An Schönwetter-Wochenenden ist am Königssee selbst zur kalten Jahreszeit jede Menge los. In den vergangenen Jahren hatte die Gaststätte fast täglich geöffnet. "Nur an Heiligabend haben wir immer zu", bestätigt Pächter Markus Amann. Weil St. Bartholomä geschlossen hat, gibt es für Gäste keine Verpflegungsmöglichkeiten. Im Winter haben auf der Halbinsel, in dem von viel Natur geprägten Teil des Nationalparks Berchtesgaden, nur die Nationalpark-Ausstellung sowie die Wallfahrtskirche am Westufer des Königssees geöffnet.

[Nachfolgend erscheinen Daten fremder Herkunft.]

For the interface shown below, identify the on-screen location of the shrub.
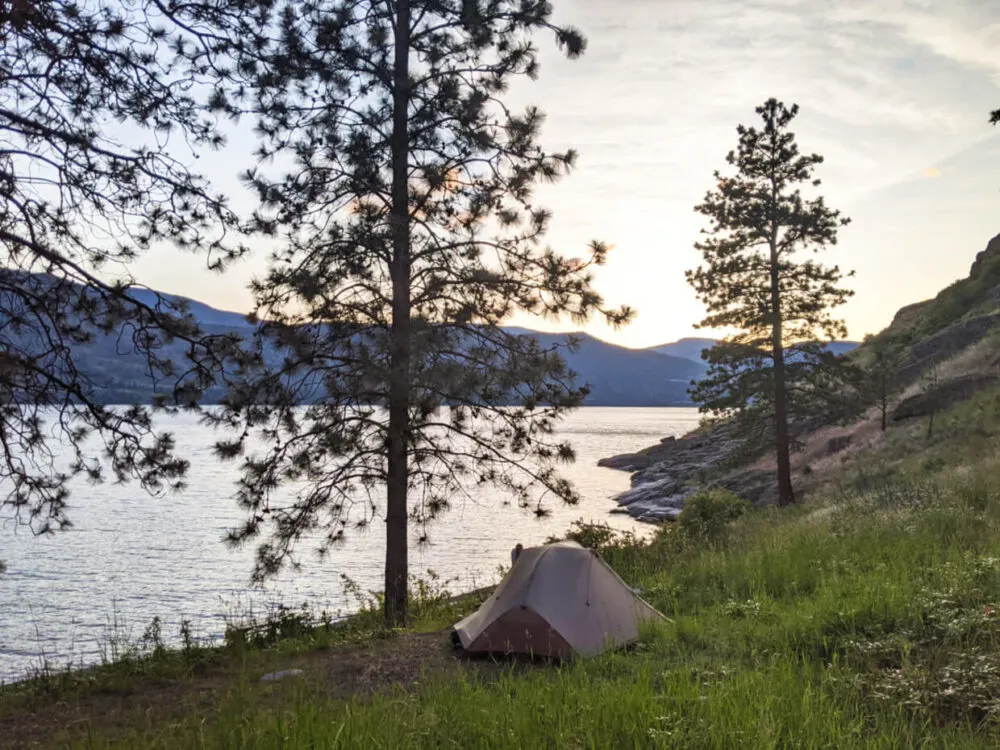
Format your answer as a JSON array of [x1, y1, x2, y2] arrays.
[[677, 489, 750, 542], [545, 519, 640, 552]]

Weil die Gastronomie zurzeit keinen Besuch erlaubt, fehlt auch die Möglichkeit, die offiziellen WC-Anlagen zu nutzen. Von der Schlösserverwaltung heißt es auf schriftliche Nachfrage: "Ein großes Verpflegungsangebot steht im Ort Königssee sowie in den Orten im Raum Berchtesgaden zur Verfügung. Für die Zeit der Betriebsruhe hat die Bayerische Schlösserverwaltung mehrere Toiletten in St. Bartholomä bereitgestellt." Mit einer Schließung der Gastronomie hat die Bayerische Verwaltung der staatlichen Schlösser, Seen und Gärten bislang keine Erfahrung, seit das Pächterehepaar Markus und Heidi Amann vor mehr als zehn Jahren die Gaststätte übernahm.

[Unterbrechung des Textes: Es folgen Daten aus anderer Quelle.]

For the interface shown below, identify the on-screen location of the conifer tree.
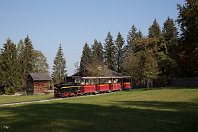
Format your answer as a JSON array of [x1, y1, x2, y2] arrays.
[[177, 0, 198, 77], [52, 44, 67, 83], [124, 25, 142, 57], [17, 39, 26, 91], [115, 32, 124, 72], [162, 17, 178, 59], [33, 50, 49, 73], [92, 39, 104, 63], [149, 19, 161, 38], [0, 38, 20, 94], [80, 43, 92, 76], [22, 36, 34, 76], [104, 32, 116, 70]]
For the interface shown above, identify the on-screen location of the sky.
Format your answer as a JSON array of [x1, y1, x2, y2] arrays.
[[0, 0, 184, 75]]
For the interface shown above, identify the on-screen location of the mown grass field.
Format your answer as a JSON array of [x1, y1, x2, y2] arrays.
[[0, 89, 198, 132]]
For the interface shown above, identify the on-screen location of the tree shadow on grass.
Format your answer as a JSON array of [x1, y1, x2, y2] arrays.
[[0, 101, 198, 132]]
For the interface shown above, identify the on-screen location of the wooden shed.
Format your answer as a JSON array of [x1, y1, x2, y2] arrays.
[[27, 73, 52, 94]]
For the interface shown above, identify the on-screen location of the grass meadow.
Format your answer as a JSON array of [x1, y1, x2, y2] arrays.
[[0, 88, 198, 132]]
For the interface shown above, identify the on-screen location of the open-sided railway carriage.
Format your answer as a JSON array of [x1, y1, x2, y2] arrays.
[[54, 76, 131, 97]]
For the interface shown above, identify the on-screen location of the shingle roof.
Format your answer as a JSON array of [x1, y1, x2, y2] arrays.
[[30, 73, 52, 81]]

"Im Sommer haben 16 Leute aufgehört", sagt Amann, der zu Beginn seiner Pächterzeit elf Kellner beschäftigte. Heute sind es, "wenn es gut läuft, noch sechs". Deutsches Personal gibt es seit Jahren nicht mehr. Später kamen Rumänen, die die Saison über am Königssee arbeiteten. "Auch die sind nicht mehr da." Mittlerweile sind es vor allem ungarische Staatsbürger. Aber auch die werden immer weniger. "Wir hatten ein paar Ukrainer. Landsleute empfohlen ihnen, lieber Bürgergeld zu nehmen und das Leben mehr zu genießen", erzählt Amann sauer.

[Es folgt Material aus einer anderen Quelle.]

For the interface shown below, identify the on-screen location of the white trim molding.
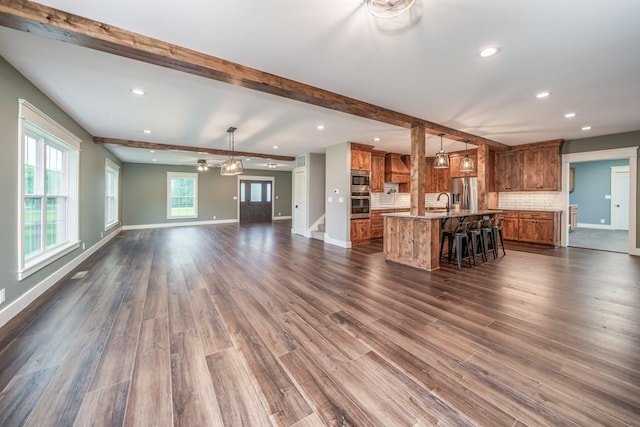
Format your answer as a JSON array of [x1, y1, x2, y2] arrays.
[[561, 147, 640, 255], [0, 228, 121, 327]]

Selbst engagierte Personalvermittler haben selten Erfolg. "Einen Koch bekommen wir überhaupt nicht mehr", sagt der Pächter, der händeringend auf der Suche nach einem ist. Er zahlt allen Beschäftigten mehr als den Mindestlohn. "Ansonsten meldet sich sowieso keiner." Und er ergänzt: "Es ist besser, jetzt im Januar zu schließen, als im August während der Hochsaison. Das wäre eine echte Katastrophe." Bis zu 5.000 Leute fahren zu dieser Zeit über den Königssee. 350 Gäste haben im Inneren der Gastronomie Platz, 500 weitere im großen Biergarten. Laut Amann werde sich die Situation nicht so schnell verbessern.

Tatsächlich benötigt Amann eine doppelte Belegschaft, um seine Gaststätte am Laufen zu halten. Aktuell befindet er sich in Gesprächen mit neuen Mitarbeitern. Für März hat ein Kellner zugesagt. Küchenhilfen und ein weiterer Koch lassen auf sich warten. Vier Wochen Zwangspause zehren an den Nerven, weil die Perspektive fehlt. Die Wiedereröffnung im Februar sei aber fix. Bis dahin leistet Amann Reparaturarbeiten. Der Kühler ist kaputt, der Radlader ebenso. Anschließend wird er mit seiner Frau zwei Wochen Urlaub machen.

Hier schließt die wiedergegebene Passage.